Submission for Actual Play: The Glass Cannon Podcast (in both the specific podcast for and the Glass Cannon Network, comprising of 3+ podcasts as a whole)

Link: The Glass Cannon Podcast | The Glass Cannon Network

Reasoning: Excellent role playing. Sticking to the rules (PF 1E) with the dice rolls always being legit. Audio quality is top notch.


----------



## Adam D (Nov 19, 2020)

Morrus said:


> It’s that time of year again! Nominate your favourite RPG podcasts of 2019. As a reminder, here are last year’s Top 10, and here's 2018. Who will take the crown for 2020?
> 
> View attachment 128542
> 
> ...




Dice & Desire (Actual Play)

‎Dice and Desire on Apple Podcasts

Group of friends who have hit the ground running to hilarious effect.

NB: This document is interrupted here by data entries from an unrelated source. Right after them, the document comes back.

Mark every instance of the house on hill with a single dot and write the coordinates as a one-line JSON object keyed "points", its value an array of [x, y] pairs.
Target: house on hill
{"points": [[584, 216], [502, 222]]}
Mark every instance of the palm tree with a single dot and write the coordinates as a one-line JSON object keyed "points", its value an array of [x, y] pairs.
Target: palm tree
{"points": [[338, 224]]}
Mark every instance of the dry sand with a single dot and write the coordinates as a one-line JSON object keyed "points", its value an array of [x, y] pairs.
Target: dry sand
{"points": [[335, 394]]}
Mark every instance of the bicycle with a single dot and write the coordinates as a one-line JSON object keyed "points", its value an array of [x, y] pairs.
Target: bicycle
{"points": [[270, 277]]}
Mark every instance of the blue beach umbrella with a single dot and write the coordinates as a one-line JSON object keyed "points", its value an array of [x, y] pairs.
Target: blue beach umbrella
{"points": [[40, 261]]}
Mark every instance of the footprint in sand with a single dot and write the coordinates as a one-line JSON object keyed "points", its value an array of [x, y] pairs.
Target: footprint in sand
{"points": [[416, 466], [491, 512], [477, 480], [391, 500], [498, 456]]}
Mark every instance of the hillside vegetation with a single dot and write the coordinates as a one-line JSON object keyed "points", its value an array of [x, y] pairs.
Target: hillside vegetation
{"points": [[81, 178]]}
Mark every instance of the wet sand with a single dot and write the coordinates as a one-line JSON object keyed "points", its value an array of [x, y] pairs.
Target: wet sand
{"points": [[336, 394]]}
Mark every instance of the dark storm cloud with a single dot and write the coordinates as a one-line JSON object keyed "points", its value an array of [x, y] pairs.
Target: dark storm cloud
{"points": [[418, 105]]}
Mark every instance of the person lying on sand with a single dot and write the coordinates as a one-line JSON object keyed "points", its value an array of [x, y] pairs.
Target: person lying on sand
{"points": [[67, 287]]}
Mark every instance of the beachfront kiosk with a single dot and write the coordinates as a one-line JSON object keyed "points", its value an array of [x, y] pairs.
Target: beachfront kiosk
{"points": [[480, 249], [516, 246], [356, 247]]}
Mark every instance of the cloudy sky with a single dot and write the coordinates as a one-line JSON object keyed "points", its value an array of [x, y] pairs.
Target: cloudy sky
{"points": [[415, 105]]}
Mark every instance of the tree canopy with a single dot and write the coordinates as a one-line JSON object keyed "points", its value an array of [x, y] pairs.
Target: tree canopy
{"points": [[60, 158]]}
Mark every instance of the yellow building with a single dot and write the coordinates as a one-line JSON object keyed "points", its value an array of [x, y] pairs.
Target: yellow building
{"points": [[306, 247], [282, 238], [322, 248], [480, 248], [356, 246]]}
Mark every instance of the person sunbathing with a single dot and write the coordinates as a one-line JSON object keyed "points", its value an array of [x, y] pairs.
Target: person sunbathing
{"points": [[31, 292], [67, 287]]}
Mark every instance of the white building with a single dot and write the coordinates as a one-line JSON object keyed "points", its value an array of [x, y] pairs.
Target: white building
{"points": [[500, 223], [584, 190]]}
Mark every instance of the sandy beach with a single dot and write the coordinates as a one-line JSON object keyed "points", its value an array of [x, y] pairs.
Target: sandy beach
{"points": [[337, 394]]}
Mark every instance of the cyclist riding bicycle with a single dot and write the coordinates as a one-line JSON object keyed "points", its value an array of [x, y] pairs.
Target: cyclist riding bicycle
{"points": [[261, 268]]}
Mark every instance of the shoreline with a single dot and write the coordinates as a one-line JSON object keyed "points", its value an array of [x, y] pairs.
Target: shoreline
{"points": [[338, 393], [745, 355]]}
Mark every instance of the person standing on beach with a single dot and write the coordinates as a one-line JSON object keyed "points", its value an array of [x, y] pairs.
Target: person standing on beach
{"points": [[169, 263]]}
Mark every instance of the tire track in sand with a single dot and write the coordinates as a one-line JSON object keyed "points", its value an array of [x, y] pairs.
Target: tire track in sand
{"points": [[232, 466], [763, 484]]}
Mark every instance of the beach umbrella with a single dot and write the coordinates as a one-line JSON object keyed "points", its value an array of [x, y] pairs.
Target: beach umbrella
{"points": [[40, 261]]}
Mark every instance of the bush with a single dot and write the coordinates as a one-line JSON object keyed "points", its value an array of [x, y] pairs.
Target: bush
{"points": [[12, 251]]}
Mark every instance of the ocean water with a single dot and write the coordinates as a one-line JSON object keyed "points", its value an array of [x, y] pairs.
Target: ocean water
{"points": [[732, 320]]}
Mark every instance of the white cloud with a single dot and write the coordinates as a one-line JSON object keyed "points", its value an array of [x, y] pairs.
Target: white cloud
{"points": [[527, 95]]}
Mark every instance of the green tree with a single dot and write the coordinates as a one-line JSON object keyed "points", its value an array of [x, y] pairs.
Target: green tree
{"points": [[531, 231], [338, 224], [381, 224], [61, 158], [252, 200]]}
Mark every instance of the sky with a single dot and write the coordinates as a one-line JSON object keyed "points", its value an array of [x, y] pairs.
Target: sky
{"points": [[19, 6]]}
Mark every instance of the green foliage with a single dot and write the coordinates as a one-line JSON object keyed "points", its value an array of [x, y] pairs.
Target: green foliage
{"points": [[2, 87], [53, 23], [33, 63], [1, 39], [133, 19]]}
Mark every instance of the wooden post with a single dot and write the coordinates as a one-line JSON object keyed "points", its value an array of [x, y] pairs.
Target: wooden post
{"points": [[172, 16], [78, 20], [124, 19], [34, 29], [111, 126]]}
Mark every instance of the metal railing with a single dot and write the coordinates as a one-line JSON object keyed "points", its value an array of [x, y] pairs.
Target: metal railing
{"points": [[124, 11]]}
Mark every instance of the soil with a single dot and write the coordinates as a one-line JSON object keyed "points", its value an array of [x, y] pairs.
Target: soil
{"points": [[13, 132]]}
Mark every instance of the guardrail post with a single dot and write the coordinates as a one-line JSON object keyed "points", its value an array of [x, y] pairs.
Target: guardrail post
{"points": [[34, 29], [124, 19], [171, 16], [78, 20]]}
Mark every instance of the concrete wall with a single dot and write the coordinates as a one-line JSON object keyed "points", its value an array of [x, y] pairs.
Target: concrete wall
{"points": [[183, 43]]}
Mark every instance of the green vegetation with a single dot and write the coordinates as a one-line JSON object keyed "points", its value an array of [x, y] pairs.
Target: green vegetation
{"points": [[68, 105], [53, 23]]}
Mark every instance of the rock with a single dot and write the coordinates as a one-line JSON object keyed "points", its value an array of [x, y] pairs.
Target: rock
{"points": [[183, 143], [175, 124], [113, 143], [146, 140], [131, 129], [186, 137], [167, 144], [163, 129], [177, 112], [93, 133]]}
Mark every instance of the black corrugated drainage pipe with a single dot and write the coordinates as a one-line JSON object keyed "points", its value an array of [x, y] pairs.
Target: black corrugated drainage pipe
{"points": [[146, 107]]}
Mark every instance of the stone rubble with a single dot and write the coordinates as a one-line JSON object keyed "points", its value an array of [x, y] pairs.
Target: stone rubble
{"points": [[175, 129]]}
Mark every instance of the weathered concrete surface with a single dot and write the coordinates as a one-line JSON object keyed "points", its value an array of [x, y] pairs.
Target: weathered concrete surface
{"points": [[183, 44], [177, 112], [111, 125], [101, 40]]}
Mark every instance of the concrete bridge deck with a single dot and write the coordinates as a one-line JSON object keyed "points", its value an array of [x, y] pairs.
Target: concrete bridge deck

Been really enjoying what I've heard. Fantastic DM as well!


----------



## Volly (Nov 19, 2020)

Category: Actual Play
Who: Tabletop Roulette (Link)
Why: The organiser is a fantastic storyteller, and specializes in having a variety of rpg systems that they play - all great games, great stories and really good guests. Andy also works hard to make a safe space for everyone at the table, uplifting those from minority backgrounds.


----------



## Maggan (Nov 19, 2020)

Morrus said:


> Phew! I was starting to worry we weren't going to get a nom in our own poll!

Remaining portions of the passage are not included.